But at the same time, new Covid-19 clusters in several neighborhoods with large Orthodox Jewish communities are causing alarm among health officials and could quickly cause city schools to close.
New York City’s daily positivity rate rose to 3.25%, the first time it has exceeded 3% in months, Mayor Bill de Blasio said Tuesday. The 7-day moving average positivity rate is 1.38%. If the 7-day rate exceeds 3%, de Blasio said the city will close all schools.
New York Governor Andrew Cuomo said he will meet with religious leaders from the Orthodox community along with local officials to discuss the groupings.
“This is a concern for their community – public health concern for their community ̵
“The cluster today can be spread to the community tomorrow,” added Cuomo.
The possibility of a new outbreak would be a major blow to the city, which has attempted to safely reopen public schools for in-person learning.
Outside of Public School 089 in Queens, Anahi Benitez said she felt comfortable with security protocols and was thrilled to bring her daughter Leah Sophia for her first day of class in person.
“It’s different from last year, but we’re confident the school is doing everything it can for the children to stay safe,” he told CNN.
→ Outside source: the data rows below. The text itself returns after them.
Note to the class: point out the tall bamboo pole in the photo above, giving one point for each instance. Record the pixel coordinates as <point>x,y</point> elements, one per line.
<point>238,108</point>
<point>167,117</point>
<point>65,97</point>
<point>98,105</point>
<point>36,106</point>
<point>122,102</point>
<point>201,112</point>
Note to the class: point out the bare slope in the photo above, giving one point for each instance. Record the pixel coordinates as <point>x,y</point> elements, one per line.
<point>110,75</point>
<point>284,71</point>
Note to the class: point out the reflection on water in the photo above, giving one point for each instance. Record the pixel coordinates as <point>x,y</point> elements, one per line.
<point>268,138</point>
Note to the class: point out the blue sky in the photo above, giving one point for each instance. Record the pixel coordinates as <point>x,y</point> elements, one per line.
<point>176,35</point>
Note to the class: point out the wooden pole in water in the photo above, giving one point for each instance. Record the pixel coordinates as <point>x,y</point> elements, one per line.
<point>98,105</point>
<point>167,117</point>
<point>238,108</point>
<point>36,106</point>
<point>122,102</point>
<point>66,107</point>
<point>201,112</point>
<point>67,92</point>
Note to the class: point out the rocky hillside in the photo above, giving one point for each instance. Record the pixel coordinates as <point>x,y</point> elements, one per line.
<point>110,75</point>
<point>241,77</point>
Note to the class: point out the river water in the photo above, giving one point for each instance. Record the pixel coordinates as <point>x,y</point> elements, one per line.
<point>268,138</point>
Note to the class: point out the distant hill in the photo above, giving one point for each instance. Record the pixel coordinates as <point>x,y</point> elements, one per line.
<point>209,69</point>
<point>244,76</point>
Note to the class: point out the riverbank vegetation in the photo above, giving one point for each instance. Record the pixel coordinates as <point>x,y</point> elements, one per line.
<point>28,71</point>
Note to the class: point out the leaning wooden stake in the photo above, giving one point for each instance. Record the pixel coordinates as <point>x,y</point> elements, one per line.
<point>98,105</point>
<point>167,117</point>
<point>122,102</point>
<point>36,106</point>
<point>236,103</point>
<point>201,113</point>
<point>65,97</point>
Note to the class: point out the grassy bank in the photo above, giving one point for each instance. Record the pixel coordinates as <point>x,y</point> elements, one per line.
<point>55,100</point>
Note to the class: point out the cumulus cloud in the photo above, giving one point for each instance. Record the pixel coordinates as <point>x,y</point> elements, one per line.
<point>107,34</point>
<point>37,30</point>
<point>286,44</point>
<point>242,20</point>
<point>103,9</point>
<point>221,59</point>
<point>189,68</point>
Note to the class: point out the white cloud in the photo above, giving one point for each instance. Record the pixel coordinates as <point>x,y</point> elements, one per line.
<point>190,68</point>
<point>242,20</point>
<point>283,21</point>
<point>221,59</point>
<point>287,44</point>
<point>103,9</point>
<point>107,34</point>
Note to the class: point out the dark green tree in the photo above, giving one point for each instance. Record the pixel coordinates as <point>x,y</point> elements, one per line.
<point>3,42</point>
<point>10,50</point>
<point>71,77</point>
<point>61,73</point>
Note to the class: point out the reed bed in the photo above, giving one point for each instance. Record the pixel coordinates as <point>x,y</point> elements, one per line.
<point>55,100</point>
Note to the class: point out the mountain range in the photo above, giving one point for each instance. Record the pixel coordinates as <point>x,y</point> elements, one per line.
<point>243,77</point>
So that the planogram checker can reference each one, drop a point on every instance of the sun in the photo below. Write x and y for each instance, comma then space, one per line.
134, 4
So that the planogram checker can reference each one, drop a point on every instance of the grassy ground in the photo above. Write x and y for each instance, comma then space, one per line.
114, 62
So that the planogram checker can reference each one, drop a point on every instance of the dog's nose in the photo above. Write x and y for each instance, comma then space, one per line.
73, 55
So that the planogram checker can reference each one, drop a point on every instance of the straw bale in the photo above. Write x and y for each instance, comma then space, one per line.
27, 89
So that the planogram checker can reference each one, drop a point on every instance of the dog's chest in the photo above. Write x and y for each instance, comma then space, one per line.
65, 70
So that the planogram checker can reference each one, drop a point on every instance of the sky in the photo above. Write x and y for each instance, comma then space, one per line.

In-person education is limited: A hybrid program has students in class only a few days a week, with the rest of their learning online. About 54% of students participate in that blended model, while 46% have opted for completely distance learning, according to the results of the New York Department of Education’s latest preference survey.
Concerns about outbreaks
The plan is not without risk. According to the Department of Education, staff in at least 150 New York school buildings have already tested positive for Covid-19. School buildings with employee infections include early education centers which are independent, community-based organizations that work with the city’s education department to provide a free, high-quality full-day pre-K, he said earlier. a city official on CNN.
“As we continue to navigate the realities of a pandemic, there will be positive cases – we are putting people’s health above all else by quickly identifying and isolating positive cases to prevent further transmission,” DOE spokeswoman Miranda Barbot said. .
“Starting in October, all schools will have mandatory monthly random tests to continue to keep transmission low and our communities safe.”
Despite these assurances, many teachers and school staff were lacking faith in the mayor and education officials’ plan, which was delayed twice at the last minute.
On Sunday, the New York City School Principals and Administrators Union declared a unanimous vote of no confidence to Mayor Bill de Blasio and the school chancellor and called for action from the state education department.
New York Governor Andrew Cuomo said on Monday that the state will provide 200 rapid test machines in areas where virus clusters have been identified and urged schools to request one if needed.
“We are about to receive the daily test numbers, so we will be able to tell on a daily basis what is actually happening with the test in New York schools with both teachers and pupils,” he said. “We will act prudently on the basis of the numbers, but I have the concern of the principals union and we will follow the numbers very closely.”
Cuomo said the state would intervene if necessary.
“What we’re seeing now with this Brooklyn cluster, we have to go all the way. But the data is critical and we will act on the data.”
CNN’s Mirna Alsharif, Evan McMorris-Santoro, and Yon Pomrenze contributed to this report.